As long as oppression exists there will be reactions which cause further oppression. It’s a never ending cycle. The White Ribbon is not just about the rise of Nazism. Haneke has said it is about “the origin of every type of terrorism, be it of political or religious nature”
The Best of Intentions. 5/5
Bille August’s job was to make a Bergman movie, and he did so beautifully. Of course he had Sven Nykvist with him, so he was guaranteed the right look, but credit him for subtle feel of this touching family drama.
This was my third viewing, but my first in many years. My first was the year of its release, when it was my pick for “best film of the year”. I think age has actually improved my appreciation.
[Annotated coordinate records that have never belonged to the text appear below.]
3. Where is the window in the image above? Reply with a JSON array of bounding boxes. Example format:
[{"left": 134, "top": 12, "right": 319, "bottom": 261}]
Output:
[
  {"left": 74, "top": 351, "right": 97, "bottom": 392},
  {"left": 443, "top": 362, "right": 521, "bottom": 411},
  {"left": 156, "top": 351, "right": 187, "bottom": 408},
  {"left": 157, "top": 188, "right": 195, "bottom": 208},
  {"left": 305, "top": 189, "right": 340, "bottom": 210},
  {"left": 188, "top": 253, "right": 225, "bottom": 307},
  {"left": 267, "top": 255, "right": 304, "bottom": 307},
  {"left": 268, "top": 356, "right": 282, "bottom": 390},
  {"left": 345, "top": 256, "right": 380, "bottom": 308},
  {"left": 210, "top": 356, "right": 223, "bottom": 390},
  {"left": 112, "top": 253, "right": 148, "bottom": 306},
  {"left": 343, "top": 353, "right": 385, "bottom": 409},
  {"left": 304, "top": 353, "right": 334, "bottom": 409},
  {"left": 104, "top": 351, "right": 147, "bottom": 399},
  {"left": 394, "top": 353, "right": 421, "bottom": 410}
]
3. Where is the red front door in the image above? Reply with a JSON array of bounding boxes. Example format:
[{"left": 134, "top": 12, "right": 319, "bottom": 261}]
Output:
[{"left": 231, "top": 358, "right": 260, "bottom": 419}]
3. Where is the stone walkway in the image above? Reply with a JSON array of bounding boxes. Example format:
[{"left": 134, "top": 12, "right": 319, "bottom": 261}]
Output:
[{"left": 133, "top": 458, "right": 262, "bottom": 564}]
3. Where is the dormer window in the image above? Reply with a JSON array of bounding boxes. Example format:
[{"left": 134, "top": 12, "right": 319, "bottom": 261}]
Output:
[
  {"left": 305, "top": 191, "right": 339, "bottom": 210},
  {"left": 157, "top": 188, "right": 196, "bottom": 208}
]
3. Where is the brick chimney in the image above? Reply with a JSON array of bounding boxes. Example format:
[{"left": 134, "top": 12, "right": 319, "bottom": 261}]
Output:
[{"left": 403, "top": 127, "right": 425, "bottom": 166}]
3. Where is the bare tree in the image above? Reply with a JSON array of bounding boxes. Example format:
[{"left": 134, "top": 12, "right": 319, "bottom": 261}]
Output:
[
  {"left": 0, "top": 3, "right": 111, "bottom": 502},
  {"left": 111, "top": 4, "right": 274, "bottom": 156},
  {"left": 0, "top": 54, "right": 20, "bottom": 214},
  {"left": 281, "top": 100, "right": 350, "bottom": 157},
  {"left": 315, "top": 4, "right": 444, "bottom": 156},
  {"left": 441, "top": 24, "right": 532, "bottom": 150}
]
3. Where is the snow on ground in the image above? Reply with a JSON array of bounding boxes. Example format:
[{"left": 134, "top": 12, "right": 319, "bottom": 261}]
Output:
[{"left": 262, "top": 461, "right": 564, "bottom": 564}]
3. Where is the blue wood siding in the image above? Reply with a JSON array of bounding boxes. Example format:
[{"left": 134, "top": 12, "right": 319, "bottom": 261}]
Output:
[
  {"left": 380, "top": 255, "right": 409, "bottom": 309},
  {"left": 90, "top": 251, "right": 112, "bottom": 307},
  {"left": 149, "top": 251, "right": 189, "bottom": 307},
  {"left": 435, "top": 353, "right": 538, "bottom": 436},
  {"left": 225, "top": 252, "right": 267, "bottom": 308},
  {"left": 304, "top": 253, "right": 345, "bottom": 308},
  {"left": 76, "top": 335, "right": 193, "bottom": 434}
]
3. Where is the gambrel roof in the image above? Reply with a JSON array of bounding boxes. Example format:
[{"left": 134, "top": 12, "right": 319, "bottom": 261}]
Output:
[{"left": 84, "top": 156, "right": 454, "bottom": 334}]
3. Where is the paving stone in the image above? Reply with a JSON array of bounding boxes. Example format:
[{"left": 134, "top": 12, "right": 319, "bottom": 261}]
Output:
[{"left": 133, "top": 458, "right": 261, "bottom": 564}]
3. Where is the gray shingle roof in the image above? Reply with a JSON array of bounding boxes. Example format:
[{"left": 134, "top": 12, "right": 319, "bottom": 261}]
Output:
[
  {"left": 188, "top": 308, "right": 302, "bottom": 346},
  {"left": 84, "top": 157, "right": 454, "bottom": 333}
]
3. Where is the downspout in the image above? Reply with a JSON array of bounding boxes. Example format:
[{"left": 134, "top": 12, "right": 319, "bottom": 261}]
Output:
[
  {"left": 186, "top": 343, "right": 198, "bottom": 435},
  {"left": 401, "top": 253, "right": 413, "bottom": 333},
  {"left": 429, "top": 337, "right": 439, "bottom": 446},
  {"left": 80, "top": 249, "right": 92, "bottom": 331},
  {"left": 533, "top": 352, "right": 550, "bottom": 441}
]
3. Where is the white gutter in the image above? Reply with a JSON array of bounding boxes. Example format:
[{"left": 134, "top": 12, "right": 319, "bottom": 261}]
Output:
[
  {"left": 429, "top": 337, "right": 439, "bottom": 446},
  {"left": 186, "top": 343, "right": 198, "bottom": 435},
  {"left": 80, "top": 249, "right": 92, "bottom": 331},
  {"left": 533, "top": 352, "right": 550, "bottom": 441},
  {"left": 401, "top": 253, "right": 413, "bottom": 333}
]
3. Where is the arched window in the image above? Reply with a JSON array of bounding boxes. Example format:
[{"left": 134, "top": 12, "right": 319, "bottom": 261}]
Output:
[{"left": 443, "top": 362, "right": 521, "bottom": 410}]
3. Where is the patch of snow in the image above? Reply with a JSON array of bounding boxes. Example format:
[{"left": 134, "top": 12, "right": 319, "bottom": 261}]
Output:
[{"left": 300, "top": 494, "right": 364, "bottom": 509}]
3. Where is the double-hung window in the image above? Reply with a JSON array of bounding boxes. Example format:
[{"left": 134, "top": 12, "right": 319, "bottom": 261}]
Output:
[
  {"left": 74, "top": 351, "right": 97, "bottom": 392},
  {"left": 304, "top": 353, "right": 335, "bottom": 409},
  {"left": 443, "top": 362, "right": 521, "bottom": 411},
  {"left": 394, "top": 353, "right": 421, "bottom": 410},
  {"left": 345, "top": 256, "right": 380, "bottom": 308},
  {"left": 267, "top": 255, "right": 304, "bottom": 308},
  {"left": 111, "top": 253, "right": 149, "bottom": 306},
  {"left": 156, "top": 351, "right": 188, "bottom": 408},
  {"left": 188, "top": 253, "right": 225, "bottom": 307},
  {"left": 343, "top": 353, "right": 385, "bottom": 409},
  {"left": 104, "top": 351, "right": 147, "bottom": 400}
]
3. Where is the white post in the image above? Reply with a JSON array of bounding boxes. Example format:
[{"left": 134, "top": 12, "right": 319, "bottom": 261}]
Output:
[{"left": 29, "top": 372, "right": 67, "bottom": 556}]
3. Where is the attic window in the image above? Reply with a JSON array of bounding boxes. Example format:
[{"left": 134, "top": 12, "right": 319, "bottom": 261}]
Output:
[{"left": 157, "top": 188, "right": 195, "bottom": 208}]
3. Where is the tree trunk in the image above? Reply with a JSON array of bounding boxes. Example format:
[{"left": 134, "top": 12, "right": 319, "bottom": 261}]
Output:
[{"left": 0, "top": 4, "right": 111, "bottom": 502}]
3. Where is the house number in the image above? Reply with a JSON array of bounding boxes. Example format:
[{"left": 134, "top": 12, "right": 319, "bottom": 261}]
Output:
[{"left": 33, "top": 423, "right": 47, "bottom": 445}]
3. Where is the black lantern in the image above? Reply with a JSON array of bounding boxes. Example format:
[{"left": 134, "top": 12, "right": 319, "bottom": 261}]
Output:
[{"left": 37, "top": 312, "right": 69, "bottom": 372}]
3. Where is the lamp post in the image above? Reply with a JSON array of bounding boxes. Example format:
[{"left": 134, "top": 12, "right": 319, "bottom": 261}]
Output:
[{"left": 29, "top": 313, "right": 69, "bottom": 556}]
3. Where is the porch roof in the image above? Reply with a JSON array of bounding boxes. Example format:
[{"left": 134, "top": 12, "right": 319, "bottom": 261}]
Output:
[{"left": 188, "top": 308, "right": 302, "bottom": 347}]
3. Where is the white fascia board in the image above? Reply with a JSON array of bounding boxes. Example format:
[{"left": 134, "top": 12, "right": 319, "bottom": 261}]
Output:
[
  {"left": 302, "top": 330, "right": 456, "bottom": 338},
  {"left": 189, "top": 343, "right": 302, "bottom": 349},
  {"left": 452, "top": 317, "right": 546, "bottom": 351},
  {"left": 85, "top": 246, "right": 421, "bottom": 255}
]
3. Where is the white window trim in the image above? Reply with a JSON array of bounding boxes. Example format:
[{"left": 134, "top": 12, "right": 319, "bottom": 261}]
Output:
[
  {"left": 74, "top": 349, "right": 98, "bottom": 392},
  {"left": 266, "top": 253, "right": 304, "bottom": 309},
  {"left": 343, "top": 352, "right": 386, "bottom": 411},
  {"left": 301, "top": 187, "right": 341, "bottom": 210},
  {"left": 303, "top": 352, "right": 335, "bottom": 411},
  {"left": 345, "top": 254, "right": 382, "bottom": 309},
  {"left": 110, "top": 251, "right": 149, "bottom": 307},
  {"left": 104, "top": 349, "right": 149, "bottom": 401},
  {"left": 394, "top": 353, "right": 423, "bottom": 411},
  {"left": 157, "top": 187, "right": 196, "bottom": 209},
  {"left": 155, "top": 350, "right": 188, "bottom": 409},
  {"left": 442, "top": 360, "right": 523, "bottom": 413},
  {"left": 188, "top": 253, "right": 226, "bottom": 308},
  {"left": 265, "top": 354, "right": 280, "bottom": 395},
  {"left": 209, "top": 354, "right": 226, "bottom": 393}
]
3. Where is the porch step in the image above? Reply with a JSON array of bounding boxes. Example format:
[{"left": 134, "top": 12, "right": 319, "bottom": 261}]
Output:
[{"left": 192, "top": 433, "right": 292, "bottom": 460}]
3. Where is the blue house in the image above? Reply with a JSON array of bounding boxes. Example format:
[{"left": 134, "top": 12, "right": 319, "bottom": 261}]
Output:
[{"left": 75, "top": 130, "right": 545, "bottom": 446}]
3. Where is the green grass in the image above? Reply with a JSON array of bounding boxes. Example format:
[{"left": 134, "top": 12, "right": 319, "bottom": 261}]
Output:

(I have never had the opportunity to see the longer version. I would love it if Criterion would give it the “Fanny and Alexander” treatment, but I’m not holding my breath.)
I disagree with that then. People don’t become authoritarian because somebody else was authoritarian to them, people become authoritarian because people have a natural inclination to want power, and to reject nonconformity. The White Ribbon was a case where nurture was to blame, whereas in the general case, nature is to blame. Raise a group of humans in a bubble, one of them will end up in charge, and cast out the ones that don’t go along.
Don
October (1927), Sergei Eisenstein 8.5/10 I read John Reed’s book “Ten Days That Shook The World” a while back and propaganda or not I enjoyed watching it. Thank you Netfix.
Le Jour Se Leve (1939), Marcel Carne 8/10 Jean Gabin has become one of my favorites since I bought Touchez Pas Au Grisbi a couple of years ago and this is another fine performance by Gabin. Arletty was quit good as well.